Auch in Tour­nai gibt es eine Pro­zes­si­on aber anders als in Mons zeigt man in der Kathe­dra­le von Tour­nai kei­ne Vide­os davon, hier muss das Bau­werk für sich sel­ber spre­chen. OK, aber wel­ches? Schicht um Schicht haben die Bewohner*innen von Tour­nai eine Kir­che über die ande­re gebaut: früh­christ­li­che Kirch­lein, mero­win­gi­sche, karo­lin­gi­sche Bau­ten, immer wie­der an‑, um- und neu gebaut. Im 12. Jhdt. folg­te dann die roma­ni­sche Kathe­dra­le, von der heu­te noch der Gross­teil erhal­ten ist. Den Chor hat man spä­ter gegen einen goti­schen aus­ge­tauscht und wenn man dem trau­en kann, was man im Moment hin­ter all den Bau­stel­len­git­tern so sieht, so ist auch der ein ziem­lich monu­men­ta­les Ding. Lei­der aber der­zeit ein­ge­rüs­tet und lei­der nicht erst seit kur­zem, denn die gan­ze Kathe­dra­le wird der­zeit reno­viert und bei der Gele­gen­heit auch gleich archäo­lo­gisch auf­ge­ar­bei­tet. Das mit der Reno­vie­rung ist auch wirk­lich drin­gend, aus­sen auf dem Chor wach­sen schon Bäum­chen und man hat ihn mit Net­zen ein­rüs­ten müs­sen damit nie­mand durch Stein­schlag zu Scha­den kommt. Aber man ist Welt­kul­tur­er­be, auch wenn man, wie ein Text im Kir­chen­schiff anmerkt, eine Schwer­kran­ke auf die UNESCO-Lis­te gesetzt hat. Eine Kran­ke auf dem lan­gen Weg der Bes­se­rung, immerhin.

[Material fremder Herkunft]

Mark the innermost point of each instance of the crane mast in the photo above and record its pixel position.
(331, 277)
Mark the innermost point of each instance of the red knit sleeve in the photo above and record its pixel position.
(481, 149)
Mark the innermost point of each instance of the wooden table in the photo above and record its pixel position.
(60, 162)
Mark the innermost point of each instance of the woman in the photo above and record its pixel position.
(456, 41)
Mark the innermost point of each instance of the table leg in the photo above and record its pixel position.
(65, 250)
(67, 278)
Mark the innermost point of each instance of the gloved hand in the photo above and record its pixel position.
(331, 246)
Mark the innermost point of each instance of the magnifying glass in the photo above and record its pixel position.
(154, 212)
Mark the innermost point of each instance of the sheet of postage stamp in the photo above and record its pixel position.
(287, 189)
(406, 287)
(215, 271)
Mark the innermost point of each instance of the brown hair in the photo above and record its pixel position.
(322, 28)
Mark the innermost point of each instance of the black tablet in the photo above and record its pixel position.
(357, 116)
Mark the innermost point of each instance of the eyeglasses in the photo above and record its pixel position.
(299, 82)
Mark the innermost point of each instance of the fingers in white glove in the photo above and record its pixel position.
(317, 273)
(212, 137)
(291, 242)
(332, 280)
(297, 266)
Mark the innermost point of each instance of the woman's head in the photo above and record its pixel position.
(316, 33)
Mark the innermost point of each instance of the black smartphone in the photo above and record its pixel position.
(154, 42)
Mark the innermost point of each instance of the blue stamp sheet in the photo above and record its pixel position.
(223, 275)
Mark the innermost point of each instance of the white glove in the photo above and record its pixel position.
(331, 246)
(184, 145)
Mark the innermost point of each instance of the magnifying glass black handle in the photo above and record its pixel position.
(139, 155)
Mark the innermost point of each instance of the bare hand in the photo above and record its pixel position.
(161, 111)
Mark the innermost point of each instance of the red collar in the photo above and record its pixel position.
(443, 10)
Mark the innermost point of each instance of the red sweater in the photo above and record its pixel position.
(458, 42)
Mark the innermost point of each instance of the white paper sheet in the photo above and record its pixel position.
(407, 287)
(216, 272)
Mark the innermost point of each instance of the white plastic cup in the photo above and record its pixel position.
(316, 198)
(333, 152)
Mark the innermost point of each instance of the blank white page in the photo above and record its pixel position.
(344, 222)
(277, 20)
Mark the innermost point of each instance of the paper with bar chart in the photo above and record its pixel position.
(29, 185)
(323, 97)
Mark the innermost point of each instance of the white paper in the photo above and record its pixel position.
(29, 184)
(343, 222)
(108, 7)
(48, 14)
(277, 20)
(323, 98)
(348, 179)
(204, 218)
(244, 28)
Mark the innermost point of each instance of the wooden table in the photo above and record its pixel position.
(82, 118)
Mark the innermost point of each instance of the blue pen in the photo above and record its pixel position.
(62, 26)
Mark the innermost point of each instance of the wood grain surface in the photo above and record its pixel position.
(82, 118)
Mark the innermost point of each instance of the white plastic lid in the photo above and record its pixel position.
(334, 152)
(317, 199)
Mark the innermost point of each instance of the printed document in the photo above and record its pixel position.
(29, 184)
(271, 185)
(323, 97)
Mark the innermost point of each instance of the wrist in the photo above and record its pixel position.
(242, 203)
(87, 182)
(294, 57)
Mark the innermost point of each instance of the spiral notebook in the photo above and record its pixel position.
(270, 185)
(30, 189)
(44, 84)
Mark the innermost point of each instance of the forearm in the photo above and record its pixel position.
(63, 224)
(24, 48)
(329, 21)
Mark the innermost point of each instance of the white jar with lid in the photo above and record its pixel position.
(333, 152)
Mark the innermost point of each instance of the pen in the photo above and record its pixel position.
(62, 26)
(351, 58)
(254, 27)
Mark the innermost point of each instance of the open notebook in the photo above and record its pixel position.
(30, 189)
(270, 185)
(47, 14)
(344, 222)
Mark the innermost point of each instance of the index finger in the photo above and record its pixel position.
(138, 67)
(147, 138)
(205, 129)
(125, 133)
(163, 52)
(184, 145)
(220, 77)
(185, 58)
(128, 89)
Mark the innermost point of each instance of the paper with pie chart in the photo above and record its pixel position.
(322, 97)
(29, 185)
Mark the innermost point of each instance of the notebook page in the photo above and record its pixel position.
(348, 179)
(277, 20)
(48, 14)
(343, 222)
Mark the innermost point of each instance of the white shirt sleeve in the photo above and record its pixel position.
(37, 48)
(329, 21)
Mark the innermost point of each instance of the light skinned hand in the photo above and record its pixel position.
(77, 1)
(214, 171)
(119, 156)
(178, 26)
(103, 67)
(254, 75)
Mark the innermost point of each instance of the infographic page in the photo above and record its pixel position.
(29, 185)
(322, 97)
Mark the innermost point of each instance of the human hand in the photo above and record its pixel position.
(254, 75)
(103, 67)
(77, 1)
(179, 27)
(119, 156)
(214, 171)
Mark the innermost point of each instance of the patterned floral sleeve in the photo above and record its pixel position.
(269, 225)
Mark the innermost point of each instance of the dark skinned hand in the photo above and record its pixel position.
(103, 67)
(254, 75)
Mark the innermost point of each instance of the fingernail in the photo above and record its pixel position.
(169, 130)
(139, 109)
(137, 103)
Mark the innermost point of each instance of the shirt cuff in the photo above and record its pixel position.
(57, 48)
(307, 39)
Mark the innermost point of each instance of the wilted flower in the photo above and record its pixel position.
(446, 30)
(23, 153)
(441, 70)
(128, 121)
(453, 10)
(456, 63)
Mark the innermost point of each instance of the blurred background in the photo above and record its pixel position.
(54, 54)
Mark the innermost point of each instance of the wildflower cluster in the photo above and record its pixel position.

Viel mehr als die Kathe­dra­le haben wir von Tour­nai nicht gese­hen, ein Regen­guss hat uns in Rich­tung Bahn­hof gescheucht, wo wir wie­der das “Glück” hat­ten eine Gumminase/Klobrille zu erwi­chen, d.h. mit den Rädern kein Nie­der­flur, aber immer­hin wis­sen wir inzwi­schen, wo man in so einem Zug Räder abstel­len kann. Eigent­lich wären wir lie­ber ein Stück den Canal du Cent­re und die Schel­de zurück­ge­fah­ren, wie wir schon gekom­men sind, aber im Regen nicht so reiz­voll und so über­ra­gend war er ja auch nicht. Es ist nicht der schöns­te Kanal­rad­weg, den wir je gese­hen haben, aber er ist vor­han­den, befes­tigt, ein wenig holp­rig (Beton­plat­ten), und qua­si auto­frei. Und man sieht auf dem Weg auch Din­ge, die man noch nie gese­hen hat und auf den ers­ten Blick konn­ten wir auch nicht zuord­nen, ob das zivi­le, indus­tri­el­le oder gar mili­tä­ri­sche Bau­ten sind: die Kalk­bren­ne­rei­en kurz vor Tour­nai sind doch sehr eige­ne Bauwerke.

Die Fotos

Die Stre­cke


2 Antworten zu „Tag 10: Mons – Tournai“

  1. Sabine

    Guten Abend,
    Die­ser Rei­se­be­richt ist klasse!
    Wel­che Kar­te haben Die genutzt?
    Dan­ke für die Ant­wort und freund­li­che Grüße
    Sabine

    1. Wir nut­zen die Daten aus der Open­Street­Map und Locus­Map als Navi­ga­ti­ons-App fürs Handy.
      Das hat uns noch gut über­all hin gebracht.